Nanophotonic devices
The convergence of electronic and optoelectronic components marks a novel technological paradigm, and within this landscape, III-nitrides emerge as frontrunners. The compounds of III-nitrides, including GaN, InN, and AlN, have garnered considerable attention in the realm of photonic devices, owing to their exceptional physical properties. A key attribute of III-nitrides is their direct energy band-gap, a feature that significantly reduces optical attenuation in comparison to indirect bandgap semiconductors like SiC, leading to heightened efficiency in photon emission and absorption . These materials boast a range of advantageous properties, such as a broad transparency range, high second-order non-linear optical coefficient, low thermo-optic coefficient, and resilience in harsh environments, making them ideal for photonics devices that manipulate light on microchips .
Power devices
Gallium nitride high-electron-mobility transistor (GaN HEMT) has piqued the interest of researchers as a power device due to its high electron saturation velocity, reduced on-state resistance, high operating frequency and high breakdown voltage. These factors are attributed to the high electron mobility and high carrier concentration capability of GaN-based HEMTs.
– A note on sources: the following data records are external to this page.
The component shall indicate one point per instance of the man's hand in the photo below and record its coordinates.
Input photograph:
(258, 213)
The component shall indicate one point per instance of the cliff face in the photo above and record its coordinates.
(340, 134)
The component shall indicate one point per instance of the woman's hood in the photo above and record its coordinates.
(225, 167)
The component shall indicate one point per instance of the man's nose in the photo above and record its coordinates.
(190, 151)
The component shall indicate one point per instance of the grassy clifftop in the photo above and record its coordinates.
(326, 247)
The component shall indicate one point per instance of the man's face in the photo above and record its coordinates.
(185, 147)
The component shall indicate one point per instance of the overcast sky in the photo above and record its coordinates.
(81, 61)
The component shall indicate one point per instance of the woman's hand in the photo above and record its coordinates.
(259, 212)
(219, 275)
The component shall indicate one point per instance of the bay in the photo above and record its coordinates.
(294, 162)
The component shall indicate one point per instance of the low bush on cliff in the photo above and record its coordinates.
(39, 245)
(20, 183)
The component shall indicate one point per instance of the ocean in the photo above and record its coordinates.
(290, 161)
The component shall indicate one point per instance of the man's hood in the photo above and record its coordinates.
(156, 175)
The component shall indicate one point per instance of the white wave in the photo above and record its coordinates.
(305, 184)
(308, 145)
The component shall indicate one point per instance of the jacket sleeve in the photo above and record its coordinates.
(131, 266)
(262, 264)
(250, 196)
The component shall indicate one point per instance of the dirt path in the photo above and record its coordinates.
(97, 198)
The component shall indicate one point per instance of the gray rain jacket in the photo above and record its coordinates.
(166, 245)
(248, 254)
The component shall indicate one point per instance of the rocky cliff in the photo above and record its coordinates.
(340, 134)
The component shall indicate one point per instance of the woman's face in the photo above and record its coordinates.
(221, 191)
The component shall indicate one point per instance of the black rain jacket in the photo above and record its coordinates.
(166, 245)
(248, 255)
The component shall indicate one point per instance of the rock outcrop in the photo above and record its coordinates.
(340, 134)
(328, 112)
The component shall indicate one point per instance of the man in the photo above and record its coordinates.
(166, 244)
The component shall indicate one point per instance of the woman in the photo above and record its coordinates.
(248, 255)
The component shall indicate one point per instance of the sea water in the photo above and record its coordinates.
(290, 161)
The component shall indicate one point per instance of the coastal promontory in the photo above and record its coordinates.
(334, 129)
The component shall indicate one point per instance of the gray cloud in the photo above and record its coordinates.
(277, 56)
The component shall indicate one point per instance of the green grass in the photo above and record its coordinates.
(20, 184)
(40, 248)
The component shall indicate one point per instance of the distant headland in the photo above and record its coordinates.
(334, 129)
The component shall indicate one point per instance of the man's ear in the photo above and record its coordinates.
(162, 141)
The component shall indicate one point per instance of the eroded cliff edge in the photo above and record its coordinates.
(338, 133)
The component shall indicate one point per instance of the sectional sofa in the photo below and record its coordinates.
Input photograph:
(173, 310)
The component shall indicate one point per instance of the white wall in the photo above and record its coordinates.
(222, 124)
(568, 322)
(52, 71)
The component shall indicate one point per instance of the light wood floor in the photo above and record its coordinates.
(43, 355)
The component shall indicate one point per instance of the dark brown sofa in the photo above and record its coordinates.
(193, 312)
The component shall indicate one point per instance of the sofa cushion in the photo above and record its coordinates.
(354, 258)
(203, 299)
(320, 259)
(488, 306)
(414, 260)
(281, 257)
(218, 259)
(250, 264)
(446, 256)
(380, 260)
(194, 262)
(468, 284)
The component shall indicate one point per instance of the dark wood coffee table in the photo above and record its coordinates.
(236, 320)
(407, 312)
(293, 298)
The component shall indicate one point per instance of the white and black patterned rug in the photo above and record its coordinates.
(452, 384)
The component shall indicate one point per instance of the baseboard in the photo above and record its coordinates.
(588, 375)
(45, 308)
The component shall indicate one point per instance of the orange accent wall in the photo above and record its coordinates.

These merits are vital for a wide range of high-power and high-frequency applications, specifically for harsh-environment power electronics such as military, automotive, aviation, and space applications. Aluminium gallium nitride/gallium nitride (AlGaN/GaN) HEMT technology offers exceptional current density and output power devices and is poised to become the dominant technology in the near future.
UV Photodetectors
In recent years, there has been an increased interest in the development of ultraviolet (UV) detectors due to the increased demands in civil and military applications, space exploration, and space trips/tourism. At the same time, in the post-COVID-19 pandemic era, the use of UV light sources for the disinfection of viruses is expected to spike high. Since exposure to UV light can harm our health, this has stimulated the development and integration of UV detectors in our home appliances for fast UV detection. The current technology of UV detectors is still led/dominated by silicon (Si) -based UV detectors . However, due to its low band gap and low radiation resistance, it has limited applications, especially in harsh environments and outer space. UV-enhanced Si detectors with optical filters to reject the visible/IR wavelength were designed to solve the above issues. However, these UV-enhanced Si detectors are more complex and have additional weight. Therefore, wide band gap materials with high chemical and thermal stability as well as good anti-irradiation stability are needed.